5. Non mancano i riferimenti alla giurisprudenza della Corte EDU e della Consulta. In particolare, vengono richiamate la sentenza Torreggiani e la sentenza Corte cost., 21 luglio 2016, n. 204. Quanto alla prima, la Corte di Strasburgo non pareva aver particolarmente approfondito la tipologia dei rimedi compensativi richiesti all’Italia[9], lasciando al legislatore nazionale la scelta in merito. Di grandissima rilevanza ai fini dell’adempimento di quanto espressamente richiesto dalla sentenza Torreggiani è stata forse l’introduzione del rimedio di cui all’art. 35-bis ord. pen.[10], tale da porre velocemente ed effettivamente fine alle violazioni dell’art. 3 CEDU, dato che secondo la Corte EDU “pour qu’un système de protection des droits des détenus garantis par l’article 3 de la Convention soit effectif, les remèdes préventifs et compensatoires doivent coexister de façon complémentaire”. Inizialmente, anche la Corte costituzionale ha adottato un atteggiamento simile a quello della sentenza Torreggiani[11]. Una volta entrato in vigore il nuovo art. 35-ter ord. pen. contenente il nuovo rimedio della riduzione della pena detentiva, ed in seguito ad altre decisioni di Strasburgo su questa materia[12], la Consulta ha però affermato l’insufficienza dell’art. 2043 cod. civ – rectius dell’art. 2059 cod. civ. – se raffrontato alla novella[13].

 

6. Giova poi analizzare ulteriormente l’argomentazione secondo la quale la prescrizione non sarebbe decorsa ex art. 2935 cod. civ. per l’impossibilità di far valere il diritto. Ci si chiede innanzitutto a quale diritto la sentenza faccia riferimento.

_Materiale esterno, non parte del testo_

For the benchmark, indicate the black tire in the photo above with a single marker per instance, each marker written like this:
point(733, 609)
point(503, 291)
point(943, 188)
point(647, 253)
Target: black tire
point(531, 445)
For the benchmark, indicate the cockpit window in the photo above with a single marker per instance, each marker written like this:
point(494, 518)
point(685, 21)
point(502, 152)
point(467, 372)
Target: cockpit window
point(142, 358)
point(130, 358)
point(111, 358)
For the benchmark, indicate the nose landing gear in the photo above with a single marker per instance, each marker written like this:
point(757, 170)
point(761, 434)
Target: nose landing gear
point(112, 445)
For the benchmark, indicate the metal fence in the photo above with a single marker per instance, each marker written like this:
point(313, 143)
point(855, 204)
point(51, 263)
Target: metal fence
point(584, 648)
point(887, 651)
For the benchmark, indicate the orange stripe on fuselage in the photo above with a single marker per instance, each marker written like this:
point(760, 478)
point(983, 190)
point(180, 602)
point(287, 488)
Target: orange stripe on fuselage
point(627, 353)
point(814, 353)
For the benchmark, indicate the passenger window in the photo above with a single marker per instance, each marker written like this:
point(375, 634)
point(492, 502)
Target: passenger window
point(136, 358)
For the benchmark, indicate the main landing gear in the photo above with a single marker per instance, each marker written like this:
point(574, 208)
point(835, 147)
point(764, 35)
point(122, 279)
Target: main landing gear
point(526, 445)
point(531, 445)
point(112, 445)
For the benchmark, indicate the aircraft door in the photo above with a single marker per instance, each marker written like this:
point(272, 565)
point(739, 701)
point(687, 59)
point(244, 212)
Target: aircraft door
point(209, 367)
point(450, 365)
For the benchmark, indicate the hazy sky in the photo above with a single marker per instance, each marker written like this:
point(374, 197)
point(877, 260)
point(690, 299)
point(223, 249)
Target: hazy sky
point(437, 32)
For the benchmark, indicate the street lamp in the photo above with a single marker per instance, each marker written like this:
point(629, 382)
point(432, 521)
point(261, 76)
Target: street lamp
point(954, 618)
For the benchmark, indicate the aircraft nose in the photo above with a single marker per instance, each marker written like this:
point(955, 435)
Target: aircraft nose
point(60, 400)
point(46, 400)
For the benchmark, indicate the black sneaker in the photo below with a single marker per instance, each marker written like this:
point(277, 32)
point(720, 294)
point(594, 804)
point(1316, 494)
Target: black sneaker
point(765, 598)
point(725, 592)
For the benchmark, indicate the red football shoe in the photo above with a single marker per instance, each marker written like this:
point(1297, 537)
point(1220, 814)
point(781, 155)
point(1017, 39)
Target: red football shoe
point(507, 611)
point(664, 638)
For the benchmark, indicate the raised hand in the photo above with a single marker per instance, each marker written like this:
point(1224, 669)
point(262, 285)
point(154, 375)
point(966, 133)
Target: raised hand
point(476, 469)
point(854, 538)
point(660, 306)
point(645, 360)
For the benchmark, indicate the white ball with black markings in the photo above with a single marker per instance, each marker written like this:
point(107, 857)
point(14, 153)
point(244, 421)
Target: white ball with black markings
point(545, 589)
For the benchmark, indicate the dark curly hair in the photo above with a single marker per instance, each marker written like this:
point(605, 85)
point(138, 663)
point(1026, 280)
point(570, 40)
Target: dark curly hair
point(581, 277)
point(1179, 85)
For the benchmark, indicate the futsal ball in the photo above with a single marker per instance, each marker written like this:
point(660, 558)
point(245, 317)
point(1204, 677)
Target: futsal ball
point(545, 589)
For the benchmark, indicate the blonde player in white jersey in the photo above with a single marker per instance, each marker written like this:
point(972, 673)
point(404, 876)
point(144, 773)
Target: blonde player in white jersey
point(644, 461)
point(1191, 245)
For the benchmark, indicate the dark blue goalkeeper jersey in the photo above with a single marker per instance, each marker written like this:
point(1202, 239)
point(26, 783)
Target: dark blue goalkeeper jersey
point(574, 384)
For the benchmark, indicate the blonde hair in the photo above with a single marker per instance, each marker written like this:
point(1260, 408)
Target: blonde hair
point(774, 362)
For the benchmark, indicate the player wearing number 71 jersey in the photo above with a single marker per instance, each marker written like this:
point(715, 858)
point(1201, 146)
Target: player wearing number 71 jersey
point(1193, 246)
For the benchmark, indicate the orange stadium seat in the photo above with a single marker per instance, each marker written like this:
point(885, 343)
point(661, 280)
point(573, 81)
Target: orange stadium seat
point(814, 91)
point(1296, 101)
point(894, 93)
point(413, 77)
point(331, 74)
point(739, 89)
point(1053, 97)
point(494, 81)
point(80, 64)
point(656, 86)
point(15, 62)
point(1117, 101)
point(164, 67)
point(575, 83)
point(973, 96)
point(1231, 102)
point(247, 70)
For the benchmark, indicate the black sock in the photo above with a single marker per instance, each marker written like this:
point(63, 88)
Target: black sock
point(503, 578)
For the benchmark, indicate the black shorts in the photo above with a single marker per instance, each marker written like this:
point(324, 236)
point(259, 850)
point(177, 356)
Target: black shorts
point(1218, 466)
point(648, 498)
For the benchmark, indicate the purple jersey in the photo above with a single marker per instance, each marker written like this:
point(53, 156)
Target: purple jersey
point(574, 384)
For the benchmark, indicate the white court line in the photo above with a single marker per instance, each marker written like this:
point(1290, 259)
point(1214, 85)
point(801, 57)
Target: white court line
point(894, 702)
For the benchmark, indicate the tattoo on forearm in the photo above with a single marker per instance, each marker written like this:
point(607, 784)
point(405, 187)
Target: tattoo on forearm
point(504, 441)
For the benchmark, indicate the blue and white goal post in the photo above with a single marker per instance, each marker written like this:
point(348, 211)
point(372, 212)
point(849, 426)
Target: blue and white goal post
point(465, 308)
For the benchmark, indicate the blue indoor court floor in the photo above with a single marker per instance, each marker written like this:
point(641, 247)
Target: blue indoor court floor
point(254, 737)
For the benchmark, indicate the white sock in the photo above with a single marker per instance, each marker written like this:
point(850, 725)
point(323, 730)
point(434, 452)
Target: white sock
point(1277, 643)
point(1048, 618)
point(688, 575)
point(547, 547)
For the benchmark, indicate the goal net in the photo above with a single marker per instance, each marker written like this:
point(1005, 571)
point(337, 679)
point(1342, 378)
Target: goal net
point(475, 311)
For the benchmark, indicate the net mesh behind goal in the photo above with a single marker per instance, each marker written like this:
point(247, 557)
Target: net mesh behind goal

Infatti, in un importante passaggio, sopra richiamato, le Sezioni Unite penali prendono in considerazione quello “al risarcimento dei danni in capo al soggetto detenuto in condizioni disumane e degradanti”, che riconoscono anche essere preesistente all’introduzione dell’art. 35-ter ord. pen., salvo poi, nell’enunciazione del principio di diritto, parlare della “prescrizione del diritto leso dalla detenzione inumana e degradante, azionabile dal detenuto ai sensi dell'art. 35-ter, commi 1 e 2, ord. pen.”.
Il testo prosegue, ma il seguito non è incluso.